Relevant stdlib proposal: https://github.com/rust-lang/libs-team/issues/287.
I believe the bytes is the reason we use fast-float indeed. I'd say let's wait.
To summarize, I understand that polars still depends, and only depends on fast_float
because the std library does not yet support (being discussed, but last update four months ago) parsing bytestrings, something fast_float
offers, and polars relies on (here and here, for instance, if I read the code correctly)?
Why am I asking? I'm interested because fast_float
crate has led to some friction in the environment where I'm contributing to adopting polars, and if polars' dependency on fast_float
went away, so would this friction. Knowing that I got the summary right would help me to figure out what to do next.
Yes, if std
would accept bytes we could remove fast floats. We parse floats directly from bytes that may have invalid utf8. Having to do utf8 checking first makes it more costly than needed. Why is the fast_float
dep a problem?
I went through a code review process when importing dependencies of Polars. Some questions/cocnerns popped up about fast_float
, around some of the unsafe
uses in fast_float
. This then prompted me to find out about the state of this issue: since if the fast_float
dependency were removed, we would need to look no further. Thanks for helping me understand.
@ritchie46 would it be acceptable to make fast-float
an optional dependency and use checked from_utf8
as the alternative? This way people can have safe-but-slightly-slower code.
Or even a manual impl copied from the stdlib (i think this might be too much code)
To my knowledge fast-float
is sound. There are many dependencies that use unsafe
and to create feature flags and alternatives for all of them would be a maintenance nightmare. What is it specific on fast-float
? Is there something unsound?
Someone needs to file an issue about it with detail (sorry, IMO that should have happened first), but basically in the process of an unsafe audit we discovered that fast-float
is rather careless with unsafe: it checks safety invariants with debug_assert!()
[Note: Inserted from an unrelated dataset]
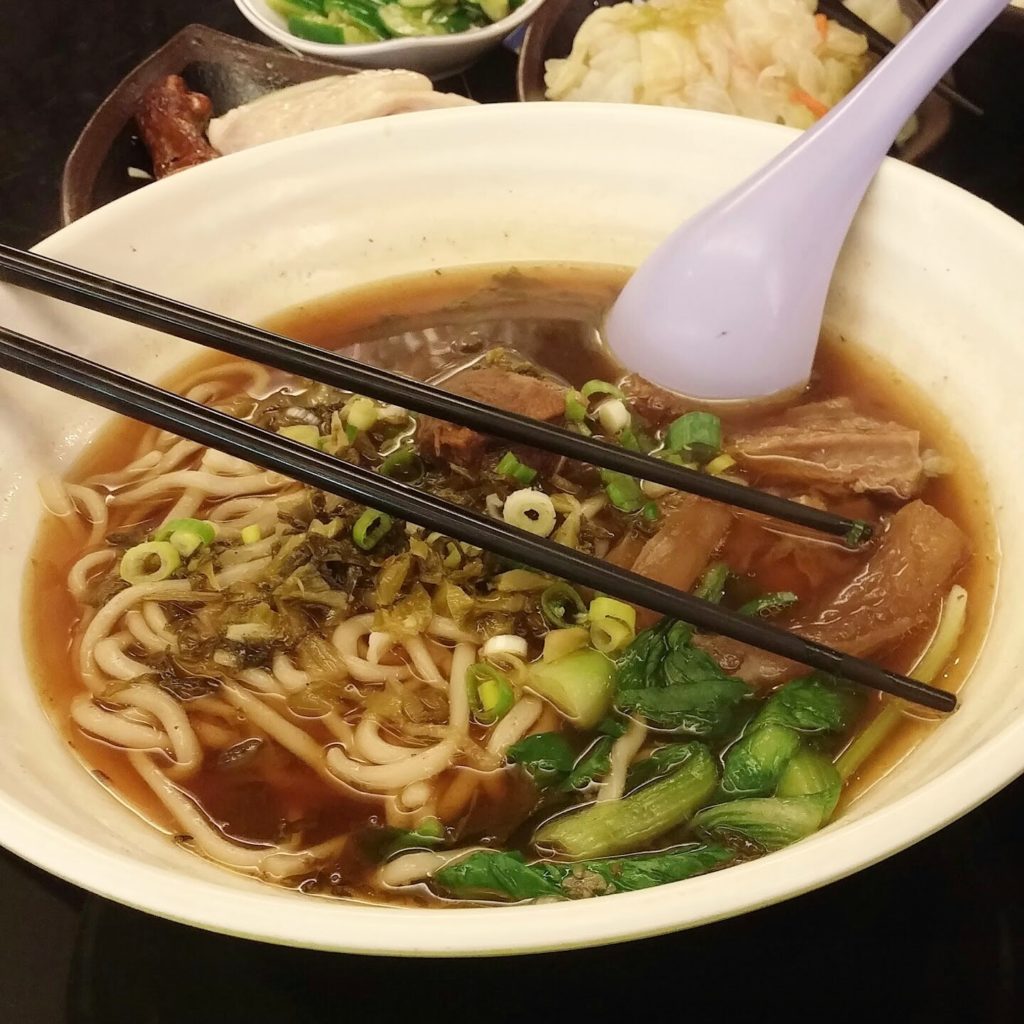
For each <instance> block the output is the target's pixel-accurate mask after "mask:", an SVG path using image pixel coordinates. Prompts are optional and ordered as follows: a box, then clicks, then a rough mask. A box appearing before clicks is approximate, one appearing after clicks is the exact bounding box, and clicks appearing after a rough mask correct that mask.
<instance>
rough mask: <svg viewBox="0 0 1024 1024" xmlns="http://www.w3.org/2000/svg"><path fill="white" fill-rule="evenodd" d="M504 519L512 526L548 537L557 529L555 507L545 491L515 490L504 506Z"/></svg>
mask: <svg viewBox="0 0 1024 1024" xmlns="http://www.w3.org/2000/svg"><path fill="white" fill-rule="evenodd" d="M502 518H503V519H504V520H505V521H506V522H507V523H508V524H509V525H510V526H518V527H519V528H520V529H524V530H526V532H528V534H536V535H537V536H538V537H547V536H548V535H549V534H550V532H551V531H552V530H553V529H554V528H555V506H554V505H553V504H552V503H551V499H550V498H549V497H548V496H547V495H546V494H544V492H543V490H530V489H529V488H528V487H523V488H522V490H513V492H512V494H511V495H509V496H508V498H506V499H505V504H504V505H503V506H502Z"/></svg>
, invariants that might be upheld elsewhere in the codebase but not in a proximate, obvious manner. It's unclear to me at this time if there is any actual UB in the crate, but it is a bit of an outsize burden on a dependency tree to have crates that have nonlocal safety invariants (since you have to check them again every time you update)
Filed an issue with some detail: https://github.com/aldanor/fast-float-rust/issues/37
Doing a proper safety audit of that code will take much longer and is not really worth it for me, at least.
I'm closing this issue because it is not actionable right now. When the Rust standard library provides a method to directly parse bytes into a float we can switch to that.